T... Total number of days
t... day the net contribution occurs
The Modified Dietz method assumes that net contributions are invested at the end of the respective day they occur.

[ExHermit]

Quote:

Originally Posted by saluki9 The most common method of performance calculation used in the investment industry is the Modified Dietz Method Modified-Dietz Method r(T) = {MV(T)-MV(0)-sum[C(t)]}/{MV(0)+sum[w(t)*C(t)]} r(T)... Modified Dietz Return MV(T)... Ending market value MV(0)... Beginning market value C(t)... Net contribution occurring on day t w(t)... weight of the net contribution on day t... w(i) = {T - t} / T T... Total number of days t... day the net contribution occurs The Modified Dietz method assumes that net contributions are invested at the end of the respective day they occur.

We are on the same page here. If it is assumed that all deposits and withdrawals are made in one lump sum in the middle of the period then the formula I posted is numerically identical to the Modified Dietz Return formula you posted

Clearly, the Modified Dietz Return is more accurate if this is not a reasonable assumption. The more the cash flow is skewed toward one end or the other of the period, the more error my simplifying assumption introduces.

Even the Modified Dietz Return is slightly off, in that it does not quite account correctly for compounding effects. I don't think that there is a closed function that is 100% accurate, hence the use of XIRR iterative numerical approximation.

[jIMOh]

Bumping this with a question.

Using this formula:
([starting value-.5*deposits]/[ending value+.5*desposits])-1

My 401k IRR is -29.6%
According to my 401k provider my loss was twice that (-58.8%).

**edit** this 401k transferred custodians from Vanguard (old employer) to current employer (self maintained plan with institutional funds)- could this be causing the issue?

Thoughts?

[Alan]

Quote:

Originally Posted by jIMOh Bumping this with a question. Using this formula: ([starting value-.5*deposits]/[ending value+.5*desposits])-1 My 401k IRR is -29.6% According to my 401k provider my loss was twice that (-58.8%). **edit** this 401k transferred custodians from Vanguard (old employer) to current employer (self maintained plan with institutional funds)- could this be causing the issue? Thoughts?

I think your formula is wrong.

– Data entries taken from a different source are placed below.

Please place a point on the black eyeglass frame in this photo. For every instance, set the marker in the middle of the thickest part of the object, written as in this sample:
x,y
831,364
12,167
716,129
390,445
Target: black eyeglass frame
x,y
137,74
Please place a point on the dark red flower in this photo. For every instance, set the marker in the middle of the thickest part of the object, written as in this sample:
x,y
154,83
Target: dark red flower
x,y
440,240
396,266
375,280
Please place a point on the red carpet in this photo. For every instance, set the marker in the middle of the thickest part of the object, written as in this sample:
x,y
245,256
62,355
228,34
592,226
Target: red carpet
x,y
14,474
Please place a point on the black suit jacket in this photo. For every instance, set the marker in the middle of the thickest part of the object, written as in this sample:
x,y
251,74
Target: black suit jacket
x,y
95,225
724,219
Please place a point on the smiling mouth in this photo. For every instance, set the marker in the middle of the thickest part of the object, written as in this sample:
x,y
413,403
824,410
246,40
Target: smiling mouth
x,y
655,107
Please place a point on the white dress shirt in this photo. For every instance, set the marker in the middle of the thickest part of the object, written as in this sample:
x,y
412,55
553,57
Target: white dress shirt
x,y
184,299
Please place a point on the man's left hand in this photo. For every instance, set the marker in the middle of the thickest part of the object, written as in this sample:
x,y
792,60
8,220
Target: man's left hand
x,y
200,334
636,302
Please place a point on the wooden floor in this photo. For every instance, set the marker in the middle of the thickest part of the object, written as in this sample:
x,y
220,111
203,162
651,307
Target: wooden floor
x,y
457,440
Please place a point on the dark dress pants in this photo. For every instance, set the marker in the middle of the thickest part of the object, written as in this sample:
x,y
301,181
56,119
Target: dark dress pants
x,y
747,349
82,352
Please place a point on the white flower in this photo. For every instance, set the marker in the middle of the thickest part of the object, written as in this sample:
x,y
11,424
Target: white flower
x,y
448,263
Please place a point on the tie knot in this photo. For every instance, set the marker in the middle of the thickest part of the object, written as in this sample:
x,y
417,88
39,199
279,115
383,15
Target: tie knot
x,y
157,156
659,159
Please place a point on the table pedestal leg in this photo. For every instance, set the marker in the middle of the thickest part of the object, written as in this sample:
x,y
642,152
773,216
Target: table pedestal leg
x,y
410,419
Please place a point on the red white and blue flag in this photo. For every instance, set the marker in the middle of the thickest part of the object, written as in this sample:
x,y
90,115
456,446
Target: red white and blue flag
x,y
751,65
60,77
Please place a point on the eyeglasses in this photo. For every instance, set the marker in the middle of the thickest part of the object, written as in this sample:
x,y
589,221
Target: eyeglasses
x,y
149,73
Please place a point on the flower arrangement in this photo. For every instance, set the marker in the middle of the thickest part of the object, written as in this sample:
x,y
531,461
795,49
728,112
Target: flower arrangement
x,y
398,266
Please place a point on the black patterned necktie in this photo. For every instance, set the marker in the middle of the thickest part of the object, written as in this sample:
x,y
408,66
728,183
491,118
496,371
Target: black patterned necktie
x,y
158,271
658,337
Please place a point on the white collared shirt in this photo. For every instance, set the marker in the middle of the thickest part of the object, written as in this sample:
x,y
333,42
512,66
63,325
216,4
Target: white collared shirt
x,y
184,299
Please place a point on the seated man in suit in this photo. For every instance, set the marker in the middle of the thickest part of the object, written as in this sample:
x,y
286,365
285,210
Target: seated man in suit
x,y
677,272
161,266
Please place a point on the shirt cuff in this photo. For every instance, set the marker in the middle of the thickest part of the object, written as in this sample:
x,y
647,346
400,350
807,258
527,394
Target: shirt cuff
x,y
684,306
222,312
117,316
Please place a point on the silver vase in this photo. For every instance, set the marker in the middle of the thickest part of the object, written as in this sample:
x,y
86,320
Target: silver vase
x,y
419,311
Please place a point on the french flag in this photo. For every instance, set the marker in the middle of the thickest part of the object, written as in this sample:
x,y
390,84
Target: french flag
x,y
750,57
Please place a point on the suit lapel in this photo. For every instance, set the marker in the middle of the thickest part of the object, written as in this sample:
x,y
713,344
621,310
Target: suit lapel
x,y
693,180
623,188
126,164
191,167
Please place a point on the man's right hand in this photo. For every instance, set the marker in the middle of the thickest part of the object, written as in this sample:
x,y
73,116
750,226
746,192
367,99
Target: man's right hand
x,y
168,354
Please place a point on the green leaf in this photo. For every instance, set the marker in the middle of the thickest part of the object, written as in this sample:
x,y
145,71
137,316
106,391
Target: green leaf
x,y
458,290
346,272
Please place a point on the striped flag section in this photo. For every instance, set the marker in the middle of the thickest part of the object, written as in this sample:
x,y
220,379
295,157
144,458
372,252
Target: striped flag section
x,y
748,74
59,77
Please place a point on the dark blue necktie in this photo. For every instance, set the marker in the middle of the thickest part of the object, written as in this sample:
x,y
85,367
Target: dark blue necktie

I just tried your formula on my 401k data for the year and compared it with my 401k website and also my own IRR calculation (using the Excel function).

Using your calculation I get a number wildly different from mine.

Am I using your formula wrong?

Starting value = $373,467, Ending value = $287,890.
Total deposits = $25,383

your calculation gives 20% while website gives -29%

[jIMOh]

Quote:

Originally Posted by Alan I think your formula is wrong. I just tried your formula on my 401k data for the year and compared it with my 401k website and also my own IRR calculation (using the Excel function). Using your calculation I get a number wildly different from mine. Am I using your formula wrong? Starting value = $373,467, Ending value = $287,890. Total deposits = $25,383 your calculation gives 20% while website gives -29%

Yeah I think my forumula is wrong too.

starting value 41202
ending value 33226
deposits 10741
I have the equation as [33226/ (41202+10741)]-1= -36.03%

or
starting value 167,685
ending value 120,496
desposits 27720

Which is [120496/ (167685+27720]-1= -36.29%

Do both equations look accurate now?

[Alan]

Quote:

Originally Posted by jIMOh Yeah I think my forumula is wrong too. starting value 41202 ending value 33226 deposits 10741 I have the equation as [33226/ (41202+10741)]-1= -36.03% or starting value 167,685 ending value 120,496 desposits 27720 Which is [120496/ (167685+27720]-1= -36.29% Do both equations look accurate now?

I now get the same as you using your calculations but I think it is wrong.

I used the Excel IRR function with the 1st set of figures, assuming the $10741 deposit goes in 12 equal payments of $895 and I get -50.16%.

When I use my simple calculation I get -50.17%.

My simple calculation is as follows:

Gain = ending balance - starting balance - deposits
Avg balance = start +(end-start)/2
Return = Gain/Avg balance

Gain = 33266 - 41202 - 10741 = -18677
Avg = 41202 + (33266 - 41202)/2 = 37234
Return = -18677/37234 = -50.16%